Know where you are at all times and be prepared to describe your location accurately. In case of grave and imminent danger (for example, your boat is taking on water and you are in danger of sinking or capsizing) use channel 16 and repeat "MAYDAY" three times. Then give the name of your vessel and its position, the nature of your problem and the type of assistance needed.
- Channel 16 is used for EMERGENCY and CALLING purposes only. If possible, take your conversation to a working frequency once you have called another vessel on channel 16.
- Anyone who uses a VHF radio must follow the procedures described in the VHF Radiotelephone Practices and Procedures Regulations. Currently, all VHF radio operators are required to have a Restricted Operator's Certificate (ROC) with maritime qualifications. Canada recognizes the American Certificate.
For more information on the ROC, contact the Canadian Power & Sail Squadrons (CPS) toll-free at: 1-888-277-2628.
Visitors from a country other than the United States should contact Industry Canada for more information.
Digital Selective Calling
Digital Selective Calling (DSC) is a new feature of VHF radio that provides an automatic digital distress signal. Limited DSC service is available in the following provinces: British Columbia, Quebec, New Brunswick, Prince Edward Island, Nova Scotia and Newfoundland.
For more information, contact your regional DSC (Marine Communications and Traffic Services) office:
British Columbia (604) 775-8869
Quebec (418) 648-4337
Maritimes (NB, PEI, NS) (902) 426-2799
Newfoundland (709) 772-4080
Central & Arctic (ON, MB, SK, AB, NU, NWT) (519) 383-1940
With a cellular phone, you may contact Rescue Coordination Centers directly.
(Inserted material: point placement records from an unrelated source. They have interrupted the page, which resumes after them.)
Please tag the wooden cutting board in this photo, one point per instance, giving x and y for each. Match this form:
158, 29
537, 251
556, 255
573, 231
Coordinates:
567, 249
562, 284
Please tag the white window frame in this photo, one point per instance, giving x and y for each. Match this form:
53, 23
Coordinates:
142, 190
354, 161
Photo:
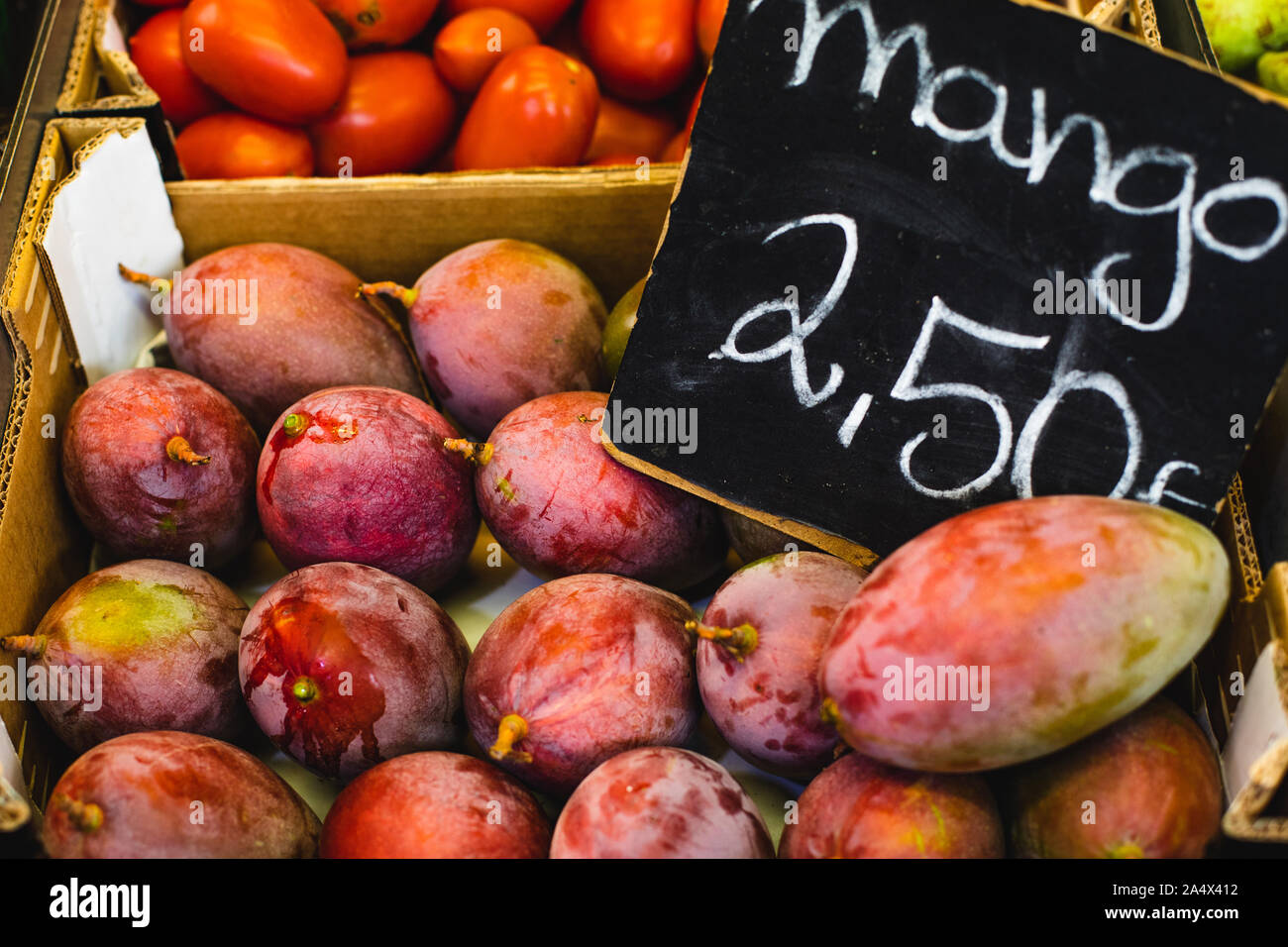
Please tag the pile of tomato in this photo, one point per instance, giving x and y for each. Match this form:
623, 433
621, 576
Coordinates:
346, 88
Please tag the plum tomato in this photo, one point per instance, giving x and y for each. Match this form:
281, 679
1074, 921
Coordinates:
542, 14
472, 44
365, 24
158, 51
232, 145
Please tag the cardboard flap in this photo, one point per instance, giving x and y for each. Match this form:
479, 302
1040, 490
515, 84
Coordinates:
116, 178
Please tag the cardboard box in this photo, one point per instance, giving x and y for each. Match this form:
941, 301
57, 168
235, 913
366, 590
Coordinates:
103, 82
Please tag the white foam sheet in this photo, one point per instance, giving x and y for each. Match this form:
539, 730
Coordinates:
116, 210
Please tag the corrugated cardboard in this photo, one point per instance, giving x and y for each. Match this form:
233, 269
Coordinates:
605, 219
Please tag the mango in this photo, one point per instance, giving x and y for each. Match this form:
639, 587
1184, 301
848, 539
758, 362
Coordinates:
1241, 30
1145, 788
1012, 631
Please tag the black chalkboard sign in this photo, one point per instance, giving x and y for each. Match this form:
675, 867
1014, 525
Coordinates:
930, 256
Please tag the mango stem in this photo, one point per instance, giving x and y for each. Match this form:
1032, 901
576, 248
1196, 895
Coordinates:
30, 646
179, 449
511, 731
738, 642
156, 283
407, 296
480, 455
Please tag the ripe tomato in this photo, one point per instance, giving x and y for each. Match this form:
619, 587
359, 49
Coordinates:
623, 129
695, 106
640, 50
537, 108
394, 115
617, 159
711, 14
279, 59
468, 48
231, 145
541, 13
377, 22
156, 48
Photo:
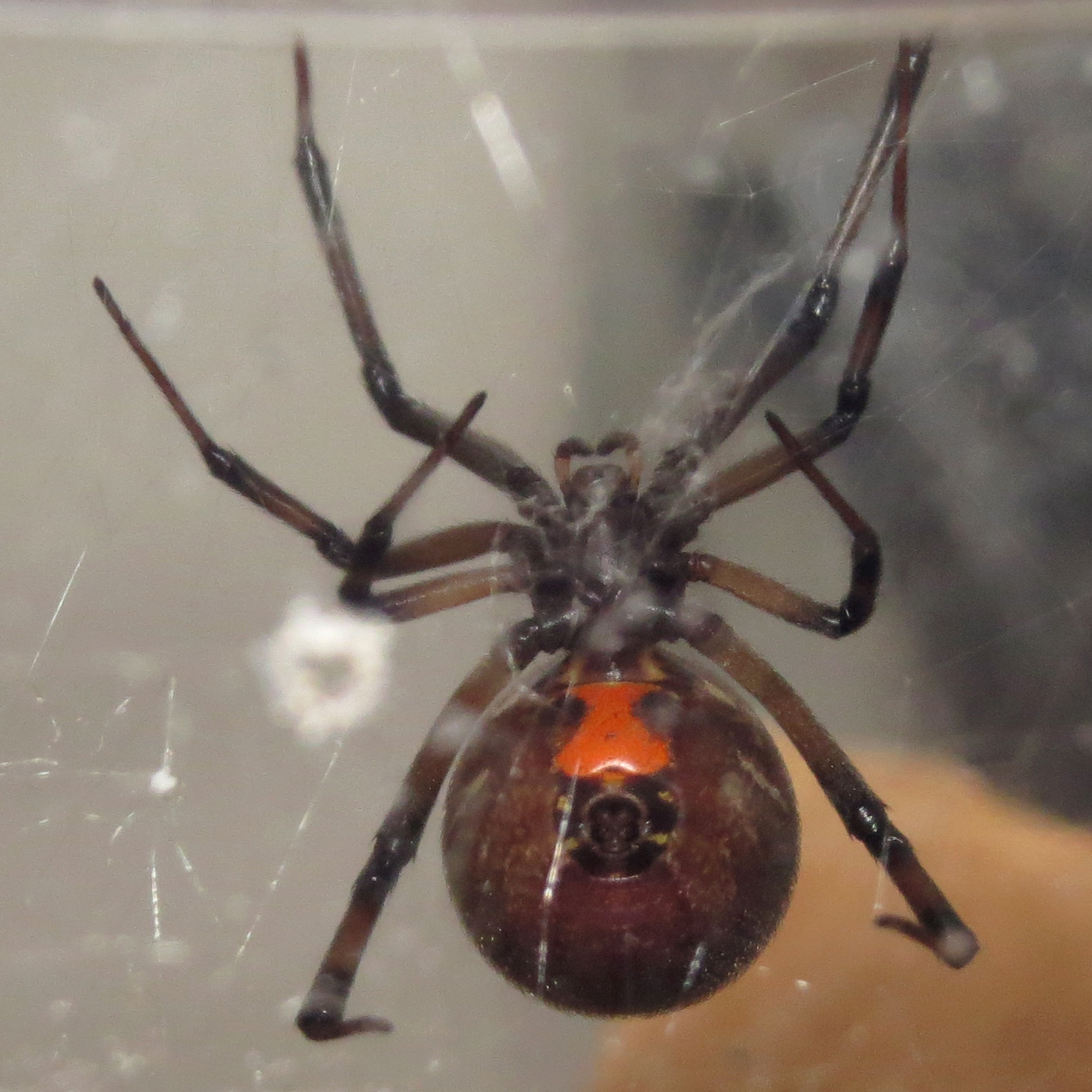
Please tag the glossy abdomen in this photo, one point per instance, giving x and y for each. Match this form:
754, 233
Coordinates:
620, 846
Or, by dialing *16, you will contact the nearest Canadian Coast Guard Marine Communications and Traffic Services Center. Remember that a cellular phone is not a good substitute for a marine radio and it is not an approved means of issuing a distress call. Making a call does not alert other boaters close to you - those other boats could be the ones to help you first if they could hear you. Unlike VHF transmissions, cellular phone signals cannot be followed back to your location by rescuers. Contact your cellular provider to find out if you have access to the *16 service.
For more information contact your Canadian Hydrographic Service (CHS) Regional Office:
Newfoundland (709) 772-0449
Nova Scotia (902) 426-4961
Québec (418) 775-0502
Ontario (905) 336-4811
British Columbia (250) 363-6347
Visitors entering Canada by boat should visit the Canada Border Services Agency for more information on Customs procedures.
If you will be entering Canada from the United States using a private pleasure craft, you may be interested in the CANPASS program.